Origine et histoire du Château de Mazères
Le château de Mazères, implanté à Barran (Gers), trouve ses origines dans un domaine agricole médiéval mentionné dès le XIe siècle sous le nom de Villa de Maceria. Les premières donations de terres et vignes, comme celle de Pierre de Vic en 1090, enrichissent progressivement l’archevêché d’Auch. Bien que des vestiges de tours du XIIe siècle subsistent, c’est Amanieu II d’Armagnac, archevêque de 1261 à 1318, qui érige l’essentiel du château actuel vers la fin du XIIIe siècle. L’inventaire de 1318 et des éléments architecturaux (comme une rose sculptée similaire à celle du palais de Majorque, datée de 1291) suggèrent cette période. Le château comprend alors six espaces majeurs : cellier, chambre de l’archevêque, aula, chapelle, église (disparue), et une maison centrale.

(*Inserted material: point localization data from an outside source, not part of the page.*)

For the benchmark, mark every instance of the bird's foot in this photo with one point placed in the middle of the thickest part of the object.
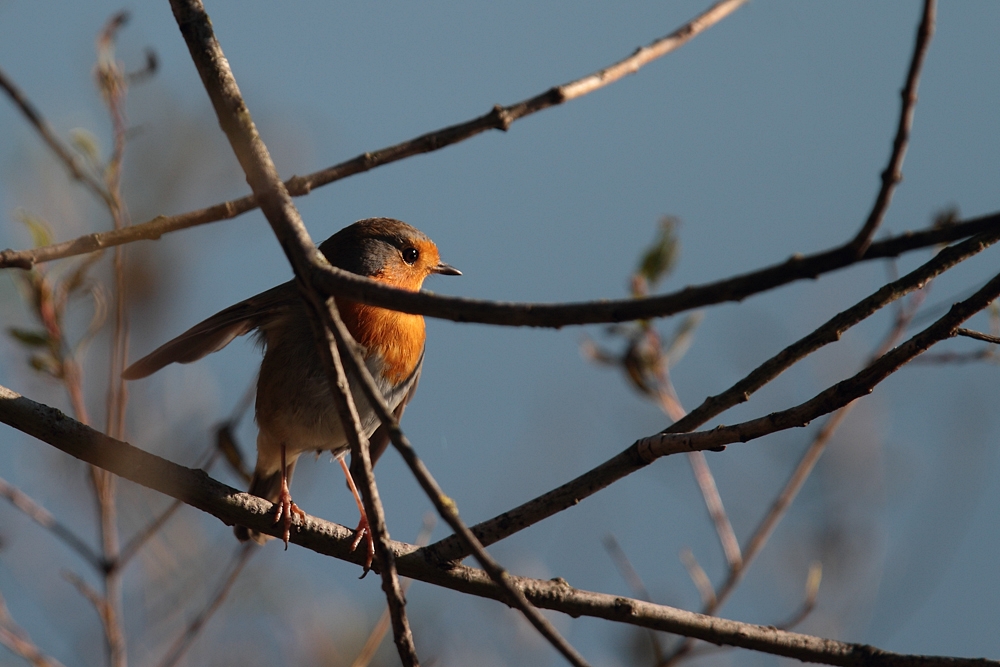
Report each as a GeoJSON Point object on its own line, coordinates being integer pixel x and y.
{"type": "Point", "coordinates": [286, 510]}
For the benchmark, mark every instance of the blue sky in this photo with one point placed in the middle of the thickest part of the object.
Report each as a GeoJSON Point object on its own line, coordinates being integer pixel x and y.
{"type": "Point", "coordinates": [765, 136]}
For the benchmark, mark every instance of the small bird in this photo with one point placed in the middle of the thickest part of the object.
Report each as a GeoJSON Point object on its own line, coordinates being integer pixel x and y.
{"type": "Point", "coordinates": [295, 410]}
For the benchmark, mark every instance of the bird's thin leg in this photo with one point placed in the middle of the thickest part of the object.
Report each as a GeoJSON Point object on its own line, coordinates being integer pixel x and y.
{"type": "Point", "coordinates": [362, 531]}
{"type": "Point", "coordinates": [285, 507]}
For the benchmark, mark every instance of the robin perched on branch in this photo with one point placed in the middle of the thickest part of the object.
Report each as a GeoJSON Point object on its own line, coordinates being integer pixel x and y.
{"type": "Point", "coordinates": [295, 410]}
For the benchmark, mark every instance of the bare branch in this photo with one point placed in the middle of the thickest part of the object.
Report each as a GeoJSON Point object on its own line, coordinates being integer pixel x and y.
{"type": "Point", "coordinates": [893, 174]}
{"type": "Point", "coordinates": [199, 490]}
{"type": "Point", "coordinates": [17, 640]}
{"type": "Point", "coordinates": [277, 206]}
{"type": "Point", "coordinates": [629, 461]}
{"type": "Point", "coordinates": [243, 554]}
{"type": "Point", "coordinates": [44, 518]}
{"type": "Point", "coordinates": [382, 626]}
{"type": "Point", "coordinates": [63, 152]}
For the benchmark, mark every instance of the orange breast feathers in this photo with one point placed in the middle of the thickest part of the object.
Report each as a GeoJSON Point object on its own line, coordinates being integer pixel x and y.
{"type": "Point", "coordinates": [397, 337]}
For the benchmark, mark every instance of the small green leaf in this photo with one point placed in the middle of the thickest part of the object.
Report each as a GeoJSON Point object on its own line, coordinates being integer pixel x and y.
{"type": "Point", "coordinates": [946, 217]}
{"type": "Point", "coordinates": [46, 364]}
{"type": "Point", "coordinates": [86, 143]}
{"type": "Point", "coordinates": [30, 338]}
{"type": "Point", "coordinates": [661, 256]}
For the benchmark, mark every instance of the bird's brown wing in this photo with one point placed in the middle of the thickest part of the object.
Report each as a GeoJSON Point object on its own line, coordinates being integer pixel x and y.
{"type": "Point", "coordinates": [217, 331]}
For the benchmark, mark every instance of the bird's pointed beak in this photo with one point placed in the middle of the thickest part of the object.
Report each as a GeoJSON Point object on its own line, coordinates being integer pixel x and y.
{"type": "Point", "coordinates": [446, 270]}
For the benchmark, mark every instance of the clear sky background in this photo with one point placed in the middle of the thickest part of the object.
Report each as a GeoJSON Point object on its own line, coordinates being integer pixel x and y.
{"type": "Point", "coordinates": [765, 136]}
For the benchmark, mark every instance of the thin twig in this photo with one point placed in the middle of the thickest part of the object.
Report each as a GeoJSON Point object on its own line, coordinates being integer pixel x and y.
{"type": "Point", "coordinates": [242, 556]}
{"type": "Point", "coordinates": [498, 118]}
{"type": "Point", "coordinates": [628, 461]}
{"type": "Point", "coordinates": [111, 82]}
{"type": "Point", "coordinates": [212, 66]}
{"type": "Point", "coordinates": [893, 174]}
{"type": "Point", "coordinates": [671, 405]}
{"type": "Point", "coordinates": [17, 640]}
{"type": "Point", "coordinates": [231, 506]}
{"type": "Point", "coordinates": [63, 152]}
{"type": "Point", "coordinates": [969, 333]}
{"type": "Point", "coordinates": [44, 518]}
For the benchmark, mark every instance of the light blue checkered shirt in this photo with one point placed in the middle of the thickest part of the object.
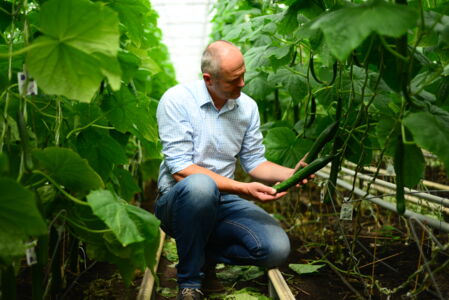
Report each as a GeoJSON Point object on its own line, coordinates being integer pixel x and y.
{"type": "Point", "coordinates": [193, 131]}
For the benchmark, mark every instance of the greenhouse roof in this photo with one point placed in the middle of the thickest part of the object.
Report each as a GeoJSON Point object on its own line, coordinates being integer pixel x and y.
{"type": "Point", "coordinates": [186, 27]}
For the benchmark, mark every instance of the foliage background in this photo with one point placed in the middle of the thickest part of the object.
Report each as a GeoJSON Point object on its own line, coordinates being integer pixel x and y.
{"type": "Point", "coordinates": [73, 157]}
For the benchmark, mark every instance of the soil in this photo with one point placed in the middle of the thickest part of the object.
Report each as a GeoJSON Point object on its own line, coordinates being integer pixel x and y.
{"type": "Point", "coordinates": [317, 236]}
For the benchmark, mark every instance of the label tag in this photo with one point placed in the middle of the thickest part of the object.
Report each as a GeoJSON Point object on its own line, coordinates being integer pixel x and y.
{"type": "Point", "coordinates": [31, 84]}
{"type": "Point", "coordinates": [31, 256]}
{"type": "Point", "coordinates": [346, 211]}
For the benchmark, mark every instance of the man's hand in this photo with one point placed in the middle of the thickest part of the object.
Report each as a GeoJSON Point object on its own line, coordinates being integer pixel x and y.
{"type": "Point", "coordinates": [262, 192]}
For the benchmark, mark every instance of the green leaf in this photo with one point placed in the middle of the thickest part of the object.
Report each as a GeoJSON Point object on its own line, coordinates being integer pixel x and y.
{"type": "Point", "coordinates": [355, 150]}
{"type": "Point", "coordinates": [66, 167]}
{"type": "Point", "coordinates": [102, 151]}
{"type": "Point", "coordinates": [293, 82]}
{"type": "Point", "coordinates": [4, 163]}
{"type": "Point", "coordinates": [150, 169]}
{"type": "Point", "coordinates": [78, 49]}
{"type": "Point", "coordinates": [129, 223]}
{"type": "Point", "coordinates": [305, 268]}
{"type": "Point", "coordinates": [258, 87]}
{"type": "Point", "coordinates": [346, 28]}
{"type": "Point", "coordinates": [147, 62]}
{"type": "Point", "coordinates": [255, 58]}
{"type": "Point", "coordinates": [127, 184]}
{"type": "Point", "coordinates": [19, 219]}
{"type": "Point", "coordinates": [129, 64]}
{"type": "Point", "coordinates": [283, 147]}
{"type": "Point", "coordinates": [18, 210]}
{"type": "Point", "coordinates": [11, 247]}
{"type": "Point", "coordinates": [431, 132]}
{"type": "Point", "coordinates": [127, 113]}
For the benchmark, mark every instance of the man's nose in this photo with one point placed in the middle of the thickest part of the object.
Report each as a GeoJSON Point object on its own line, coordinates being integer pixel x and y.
{"type": "Point", "coordinates": [241, 83]}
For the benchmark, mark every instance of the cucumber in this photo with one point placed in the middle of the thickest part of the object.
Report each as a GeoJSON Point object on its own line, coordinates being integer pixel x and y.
{"type": "Point", "coordinates": [325, 136]}
{"type": "Point", "coordinates": [399, 170]}
{"type": "Point", "coordinates": [303, 173]}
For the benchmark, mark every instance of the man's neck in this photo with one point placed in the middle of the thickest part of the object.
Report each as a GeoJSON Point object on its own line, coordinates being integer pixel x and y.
{"type": "Point", "coordinates": [218, 102]}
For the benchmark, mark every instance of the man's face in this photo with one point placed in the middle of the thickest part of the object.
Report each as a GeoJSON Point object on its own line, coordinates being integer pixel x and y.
{"type": "Point", "coordinates": [229, 83]}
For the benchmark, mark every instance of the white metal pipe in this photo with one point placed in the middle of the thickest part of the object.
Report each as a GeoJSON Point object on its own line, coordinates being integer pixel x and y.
{"type": "Point", "coordinates": [441, 225]}
{"type": "Point", "coordinates": [416, 193]}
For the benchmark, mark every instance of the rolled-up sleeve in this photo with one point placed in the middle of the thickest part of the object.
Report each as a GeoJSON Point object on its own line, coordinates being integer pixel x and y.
{"type": "Point", "coordinates": [175, 132]}
{"type": "Point", "coordinates": [252, 152]}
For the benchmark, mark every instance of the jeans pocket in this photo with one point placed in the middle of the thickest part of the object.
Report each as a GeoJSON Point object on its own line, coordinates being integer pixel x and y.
{"type": "Point", "coordinates": [162, 212]}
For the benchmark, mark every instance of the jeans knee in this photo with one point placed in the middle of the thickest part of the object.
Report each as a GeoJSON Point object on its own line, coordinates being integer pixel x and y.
{"type": "Point", "coordinates": [276, 253]}
{"type": "Point", "coordinates": [201, 191]}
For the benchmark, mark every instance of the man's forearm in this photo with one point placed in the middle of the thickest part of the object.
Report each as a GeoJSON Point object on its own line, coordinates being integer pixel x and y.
{"type": "Point", "coordinates": [270, 172]}
{"type": "Point", "coordinates": [224, 184]}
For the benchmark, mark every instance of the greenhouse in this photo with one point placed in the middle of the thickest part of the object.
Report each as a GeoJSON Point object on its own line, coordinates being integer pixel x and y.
{"type": "Point", "coordinates": [211, 149]}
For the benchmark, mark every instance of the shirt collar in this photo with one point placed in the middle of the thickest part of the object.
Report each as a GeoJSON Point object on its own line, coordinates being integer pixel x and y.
{"type": "Point", "coordinates": [230, 104]}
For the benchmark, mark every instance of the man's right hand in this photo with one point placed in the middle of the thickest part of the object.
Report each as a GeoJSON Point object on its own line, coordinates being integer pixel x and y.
{"type": "Point", "coordinates": [262, 192]}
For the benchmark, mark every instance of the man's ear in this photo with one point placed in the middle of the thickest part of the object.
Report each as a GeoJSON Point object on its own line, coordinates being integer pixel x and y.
{"type": "Point", "coordinates": [207, 78]}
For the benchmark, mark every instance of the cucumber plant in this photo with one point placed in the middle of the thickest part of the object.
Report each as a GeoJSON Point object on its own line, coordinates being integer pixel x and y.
{"type": "Point", "coordinates": [78, 92]}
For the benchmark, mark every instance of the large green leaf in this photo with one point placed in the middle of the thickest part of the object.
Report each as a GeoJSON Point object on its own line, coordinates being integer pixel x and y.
{"type": "Point", "coordinates": [430, 132]}
{"type": "Point", "coordinates": [128, 113]}
{"type": "Point", "coordinates": [101, 151]}
{"type": "Point", "coordinates": [78, 49]}
{"type": "Point", "coordinates": [67, 168]}
{"type": "Point", "coordinates": [127, 184]}
{"type": "Point", "coordinates": [18, 210]}
{"type": "Point", "coordinates": [289, 21]}
{"type": "Point", "coordinates": [292, 81]}
{"type": "Point", "coordinates": [258, 87]}
{"type": "Point", "coordinates": [19, 219]}
{"type": "Point", "coordinates": [283, 147]}
{"type": "Point", "coordinates": [130, 224]}
{"type": "Point", "coordinates": [346, 28]}
{"type": "Point", "coordinates": [256, 58]}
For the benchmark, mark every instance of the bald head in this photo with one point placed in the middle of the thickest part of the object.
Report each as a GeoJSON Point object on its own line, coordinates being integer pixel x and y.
{"type": "Point", "coordinates": [215, 54]}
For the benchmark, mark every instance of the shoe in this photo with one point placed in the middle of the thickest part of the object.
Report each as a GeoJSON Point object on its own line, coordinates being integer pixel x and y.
{"type": "Point", "coordinates": [211, 284]}
{"type": "Point", "coordinates": [189, 294]}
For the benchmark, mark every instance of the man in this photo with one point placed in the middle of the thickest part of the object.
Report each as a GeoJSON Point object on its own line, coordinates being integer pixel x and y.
{"type": "Point", "coordinates": [205, 126]}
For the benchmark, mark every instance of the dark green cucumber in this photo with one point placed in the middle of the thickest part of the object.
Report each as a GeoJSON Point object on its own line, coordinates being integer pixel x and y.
{"type": "Point", "coordinates": [399, 170]}
{"type": "Point", "coordinates": [303, 173]}
{"type": "Point", "coordinates": [325, 136]}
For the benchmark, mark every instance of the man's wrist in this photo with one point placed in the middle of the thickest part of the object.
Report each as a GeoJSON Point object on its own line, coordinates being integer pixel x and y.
{"type": "Point", "coordinates": [242, 188]}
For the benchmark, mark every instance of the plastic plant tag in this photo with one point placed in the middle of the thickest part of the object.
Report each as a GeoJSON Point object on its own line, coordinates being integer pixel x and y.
{"type": "Point", "coordinates": [346, 211]}
{"type": "Point", "coordinates": [31, 84]}
{"type": "Point", "coordinates": [31, 256]}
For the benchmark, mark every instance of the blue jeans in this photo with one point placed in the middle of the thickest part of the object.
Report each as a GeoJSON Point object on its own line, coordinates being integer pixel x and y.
{"type": "Point", "coordinates": [212, 227]}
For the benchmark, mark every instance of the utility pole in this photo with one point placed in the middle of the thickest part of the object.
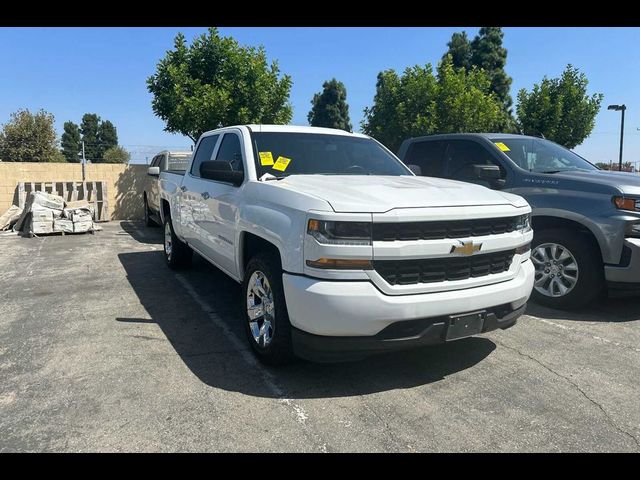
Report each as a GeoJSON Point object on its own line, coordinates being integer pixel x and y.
{"type": "Point", "coordinates": [84, 161]}
{"type": "Point", "coordinates": [620, 108]}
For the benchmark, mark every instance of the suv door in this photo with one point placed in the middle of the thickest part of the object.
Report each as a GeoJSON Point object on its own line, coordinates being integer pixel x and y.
{"type": "Point", "coordinates": [193, 213]}
{"type": "Point", "coordinates": [221, 199]}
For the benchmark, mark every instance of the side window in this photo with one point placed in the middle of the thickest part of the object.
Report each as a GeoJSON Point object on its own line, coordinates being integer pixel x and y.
{"type": "Point", "coordinates": [203, 153]}
{"type": "Point", "coordinates": [428, 156]}
{"type": "Point", "coordinates": [462, 155]}
{"type": "Point", "coordinates": [230, 151]}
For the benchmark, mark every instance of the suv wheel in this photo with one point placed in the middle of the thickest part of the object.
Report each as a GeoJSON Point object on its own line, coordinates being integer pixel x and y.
{"type": "Point", "coordinates": [266, 321]}
{"type": "Point", "coordinates": [569, 272]}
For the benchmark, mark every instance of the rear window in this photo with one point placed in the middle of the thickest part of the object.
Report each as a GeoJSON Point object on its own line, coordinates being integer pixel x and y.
{"type": "Point", "coordinates": [178, 162]}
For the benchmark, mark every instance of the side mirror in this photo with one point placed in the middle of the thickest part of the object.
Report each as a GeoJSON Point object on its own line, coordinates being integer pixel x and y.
{"type": "Point", "coordinates": [490, 173]}
{"type": "Point", "coordinates": [221, 171]}
{"type": "Point", "coordinates": [415, 169]}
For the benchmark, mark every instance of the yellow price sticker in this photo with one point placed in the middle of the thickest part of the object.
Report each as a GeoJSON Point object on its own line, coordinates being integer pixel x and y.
{"type": "Point", "coordinates": [266, 158]}
{"type": "Point", "coordinates": [281, 164]}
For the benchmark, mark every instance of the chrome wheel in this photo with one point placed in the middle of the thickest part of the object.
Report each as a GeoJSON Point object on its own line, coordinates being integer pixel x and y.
{"type": "Point", "coordinates": [556, 269]}
{"type": "Point", "coordinates": [167, 239]}
{"type": "Point", "coordinates": [260, 308]}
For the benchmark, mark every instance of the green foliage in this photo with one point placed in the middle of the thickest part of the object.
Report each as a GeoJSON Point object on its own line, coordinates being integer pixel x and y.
{"type": "Point", "coordinates": [29, 137]}
{"type": "Point", "coordinates": [422, 103]}
{"type": "Point", "coordinates": [460, 50]}
{"type": "Point", "coordinates": [329, 107]}
{"type": "Point", "coordinates": [89, 129]}
{"type": "Point", "coordinates": [116, 154]}
{"type": "Point", "coordinates": [107, 137]}
{"type": "Point", "coordinates": [71, 142]}
{"type": "Point", "coordinates": [217, 82]}
{"type": "Point", "coordinates": [488, 54]}
{"type": "Point", "coordinates": [559, 108]}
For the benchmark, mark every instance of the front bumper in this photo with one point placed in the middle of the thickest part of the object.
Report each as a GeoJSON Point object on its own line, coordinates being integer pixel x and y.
{"type": "Point", "coordinates": [630, 272]}
{"type": "Point", "coordinates": [358, 309]}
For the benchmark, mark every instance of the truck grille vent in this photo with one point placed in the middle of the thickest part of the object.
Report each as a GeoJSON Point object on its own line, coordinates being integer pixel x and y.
{"type": "Point", "coordinates": [410, 272]}
{"type": "Point", "coordinates": [389, 232]}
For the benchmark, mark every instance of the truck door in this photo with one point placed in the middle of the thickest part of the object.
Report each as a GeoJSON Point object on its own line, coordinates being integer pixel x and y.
{"type": "Point", "coordinates": [221, 199]}
{"type": "Point", "coordinates": [193, 210]}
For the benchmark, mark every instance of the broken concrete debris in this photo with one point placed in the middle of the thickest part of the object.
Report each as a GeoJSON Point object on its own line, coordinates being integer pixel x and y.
{"type": "Point", "coordinates": [47, 213]}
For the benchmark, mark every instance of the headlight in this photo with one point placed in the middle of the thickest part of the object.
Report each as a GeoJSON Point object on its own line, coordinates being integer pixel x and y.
{"type": "Point", "coordinates": [624, 203]}
{"type": "Point", "coordinates": [523, 222]}
{"type": "Point", "coordinates": [340, 233]}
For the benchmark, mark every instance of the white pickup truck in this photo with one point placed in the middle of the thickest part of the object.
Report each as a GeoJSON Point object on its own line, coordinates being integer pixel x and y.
{"type": "Point", "coordinates": [341, 250]}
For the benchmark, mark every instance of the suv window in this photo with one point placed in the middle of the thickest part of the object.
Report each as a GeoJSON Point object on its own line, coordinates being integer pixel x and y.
{"type": "Point", "coordinates": [462, 155]}
{"type": "Point", "coordinates": [428, 155]}
{"type": "Point", "coordinates": [230, 151]}
{"type": "Point", "coordinates": [203, 153]}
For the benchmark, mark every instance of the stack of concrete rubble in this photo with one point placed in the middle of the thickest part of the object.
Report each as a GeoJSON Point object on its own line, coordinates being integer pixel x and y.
{"type": "Point", "coordinates": [46, 213]}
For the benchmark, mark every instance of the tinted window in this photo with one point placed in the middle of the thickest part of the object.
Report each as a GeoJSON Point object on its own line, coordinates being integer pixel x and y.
{"type": "Point", "coordinates": [282, 154]}
{"type": "Point", "coordinates": [230, 151]}
{"type": "Point", "coordinates": [462, 155]}
{"type": "Point", "coordinates": [542, 156]}
{"type": "Point", "coordinates": [428, 156]}
{"type": "Point", "coordinates": [204, 153]}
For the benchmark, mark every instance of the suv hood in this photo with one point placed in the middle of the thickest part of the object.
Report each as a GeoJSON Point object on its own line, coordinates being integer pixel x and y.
{"type": "Point", "coordinates": [379, 194]}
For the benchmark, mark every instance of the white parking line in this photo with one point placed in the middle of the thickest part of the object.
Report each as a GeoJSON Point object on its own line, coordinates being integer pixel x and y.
{"type": "Point", "coordinates": [247, 356]}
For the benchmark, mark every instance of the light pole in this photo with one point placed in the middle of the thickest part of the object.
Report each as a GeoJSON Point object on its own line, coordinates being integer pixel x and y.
{"type": "Point", "coordinates": [621, 108]}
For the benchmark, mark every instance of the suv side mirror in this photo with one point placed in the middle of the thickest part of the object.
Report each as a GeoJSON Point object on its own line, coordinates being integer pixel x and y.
{"type": "Point", "coordinates": [490, 173]}
{"type": "Point", "coordinates": [221, 171]}
{"type": "Point", "coordinates": [415, 169]}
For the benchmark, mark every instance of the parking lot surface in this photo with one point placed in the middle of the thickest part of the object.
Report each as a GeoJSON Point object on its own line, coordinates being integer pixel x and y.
{"type": "Point", "coordinates": [103, 348]}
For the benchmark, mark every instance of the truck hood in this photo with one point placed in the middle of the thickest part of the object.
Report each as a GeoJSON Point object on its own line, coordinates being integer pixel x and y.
{"type": "Point", "coordinates": [624, 181]}
{"type": "Point", "coordinates": [379, 194]}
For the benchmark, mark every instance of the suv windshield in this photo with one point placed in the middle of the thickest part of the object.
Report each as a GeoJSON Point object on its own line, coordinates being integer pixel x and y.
{"type": "Point", "coordinates": [281, 154]}
{"type": "Point", "coordinates": [541, 156]}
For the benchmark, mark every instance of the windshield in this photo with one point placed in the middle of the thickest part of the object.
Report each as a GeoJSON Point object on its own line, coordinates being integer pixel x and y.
{"type": "Point", "coordinates": [178, 162]}
{"type": "Point", "coordinates": [281, 154]}
{"type": "Point", "coordinates": [541, 156]}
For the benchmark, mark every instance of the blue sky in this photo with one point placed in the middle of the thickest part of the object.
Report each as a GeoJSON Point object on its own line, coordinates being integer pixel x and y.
{"type": "Point", "coordinates": [71, 71]}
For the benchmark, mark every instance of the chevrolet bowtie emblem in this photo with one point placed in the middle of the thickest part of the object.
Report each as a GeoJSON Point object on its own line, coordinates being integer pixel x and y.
{"type": "Point", "coordinates": [466, 248]}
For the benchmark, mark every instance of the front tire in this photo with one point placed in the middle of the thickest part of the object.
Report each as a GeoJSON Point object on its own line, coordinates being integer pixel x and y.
{"type": "Point", "coordinates": [569, 271]}
{"type": "Point", "coordinates": [266, 320]}
{"type": "Point", "coordinates": [177, 253]}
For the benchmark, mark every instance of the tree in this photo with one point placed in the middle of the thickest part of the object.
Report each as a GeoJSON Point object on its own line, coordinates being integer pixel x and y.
{"type": "Point", "coordinates": [421, 103]}
{"type": "Point", "coordinates": [89, 129]}
{"type": "Point", "coordinates": [330, 108]}
{"type": "Point", "coordinates": [216, 82]}
{"type": "Point", "coordinates": [29, 137]}
{"type": "Point", "coordinates": [488, 53]}
{"type": "Point", "coordinates": [116, 154]}
{"type": "Point", "coordinates": [559, 108]}
{"type": "Point", "coordinates": [71, 142]}
{"type": "Point", "coordinates": [460, 50]}
{"type": "Point", "coordinates": [107, 137]}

Aux XVe–XVIIIe siècles, le château subit des transformations majeures sous l’impulsion des archevêques. Jean de la Trémoille (1490–1507) ajoute un portail sud et creuse les douves actuelles. Dominique de Vic (1625–1661) agrandit les communs, construit des pavillons, et réaménage l’intérieur. Jean-François de Montillet (1742–1776) ouvre de larges fenêtres et décore somptueusement les intérieurs, comme en témoignent les gypseries du salon et de la chambre de l’archevêque. La chapelle, dont le décor peint est refait au XIXe siècle, illustre ces évolutions stylistiques. À la Révolution, le château est vendu comme bien national, puis passe entre les mains de familles privées (baron Baour, de Ferbeaux), qui l’embellissent avant son déclin au XXe siècle.
Classé Monument Historique en 1981 et 1989 (incluant vivier et nymphée), le château est racheté en 1981 par des particuliers qui entreprennent sa restauration. Son architecture quadrilatère, entourée de fossés, mêle éléments défensifs (tours du XIIe siècle, donjon sud-ouest) et résidentiels (cour à arcades, communs). Durant la Première Guerre mondiale, une partie des bâtiments sert d’hôpital sanitaire. Les protections actuelles couvrent les façades, toitures, douves, chapelle, escaliers, et décors intérieurs (gypseries), préservant ainsi un témoignage majeur du patrimoine épiscopal gascon.